Assessment – refers to the process by which a local treasurer or their duly authorized
representative determines the amount of local taxes, fees or charges due from a taxpayer. It
involves:
1. Evaluation of the taxpayer's records, business operations or real property
2. The computation of the correct tax liabilities, including any deficency, surcharges interest
or penalties.
Notice of Assessment- is the formal written document issued to a taxpayer by the local treasurer.
It serves to:
1. Notify the taxpayer of the result of the assessment
2. Specify the nature and legal basis of the tax, the exact amount due and the applicable
penalties or interest.
3. Trigger the period within which the taxpayer may file a written protest.
- The taxpayer is granted 60 days from receipt of the assessment to file a written protest
with the local treasurer.
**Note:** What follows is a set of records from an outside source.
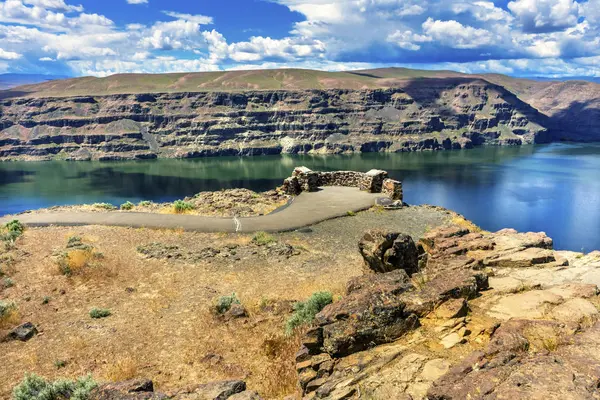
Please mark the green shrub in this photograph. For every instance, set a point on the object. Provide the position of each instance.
(181, 206)
(104, 206)
(127, 206)
(6, 308)
(34, 387)
(76, 243)
(224, 303)
(305, 311)
(263, 238)
(12, 231)
(100, 313)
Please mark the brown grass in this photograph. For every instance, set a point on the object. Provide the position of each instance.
(465, 223)
(162, 327)
(10, 318)
(121, 370)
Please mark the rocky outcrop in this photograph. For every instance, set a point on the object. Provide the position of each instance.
(428, 114)
(23, 333)
(524, 315)
(143, 389)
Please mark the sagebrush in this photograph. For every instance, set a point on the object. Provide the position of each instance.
(34, 387)
(305, 311)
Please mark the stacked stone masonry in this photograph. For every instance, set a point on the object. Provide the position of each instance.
(375, 181)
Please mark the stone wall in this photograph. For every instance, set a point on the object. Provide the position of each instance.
(375, 181)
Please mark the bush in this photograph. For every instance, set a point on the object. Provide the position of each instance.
(104, 206)
(77, 256)
(34, 387)
(7, 308)
(12, 231)
(224, 303)
(100, 313)
(127, 206)
(305, 312)
(263, 238)
(181, 206)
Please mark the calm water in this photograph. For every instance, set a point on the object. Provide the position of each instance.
(553, 188)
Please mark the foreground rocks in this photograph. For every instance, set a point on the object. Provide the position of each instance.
(411, 116)
(143, 389)
(481, 316)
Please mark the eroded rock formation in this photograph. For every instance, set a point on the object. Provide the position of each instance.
(432, 114)
(485, 316)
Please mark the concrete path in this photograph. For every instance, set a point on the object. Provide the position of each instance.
(306, 209)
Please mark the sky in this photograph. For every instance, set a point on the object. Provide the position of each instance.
(530, 38)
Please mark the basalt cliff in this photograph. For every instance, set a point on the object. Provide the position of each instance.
(390, 115)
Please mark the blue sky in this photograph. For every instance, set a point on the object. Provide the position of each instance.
(553, 38)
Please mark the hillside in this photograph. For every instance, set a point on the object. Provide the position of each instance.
(8, 81)
(277, 79)
(288, 111)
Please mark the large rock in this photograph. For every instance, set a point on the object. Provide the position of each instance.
(220, 390)
(135, 389)
(568, 369)
(387, 251)
(22, 332)
(362, 319)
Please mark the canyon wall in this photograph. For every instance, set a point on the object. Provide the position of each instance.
(420, 114)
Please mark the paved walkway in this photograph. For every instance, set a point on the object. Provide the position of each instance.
(306, 209)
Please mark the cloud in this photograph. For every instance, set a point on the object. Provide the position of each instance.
(9, 55)
(454, 34)
(539, 16)
(408, 40)
(527, 37)
(54, 4)
(198, 19)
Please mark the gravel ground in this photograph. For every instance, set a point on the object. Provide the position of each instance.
(344, 233)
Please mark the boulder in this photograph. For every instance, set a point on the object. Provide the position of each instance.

Failure to do so renders the assessment final, executory, and
unappealable. A written protest is mandatory, as held in Jardine Davies Insurance
Brokers v. Aliposa, G.R. No. 118900 (2003).
60-60-30 RULE
Under this process, the taxpayer is not required to pay the assessed amount prior to filing
a protest. This means the taxpayer can challenge the assessment based on its legality or
correctness before any collection is enforced.
1. Receipt of Assessment
An assessment is issued by the Local Treasurer (LT) to the taxpayer, stating the
deficiency, surcharges, penalties, and interest. The moment of receipt by the taxpayer
triggers the running of the 60-day period for protest.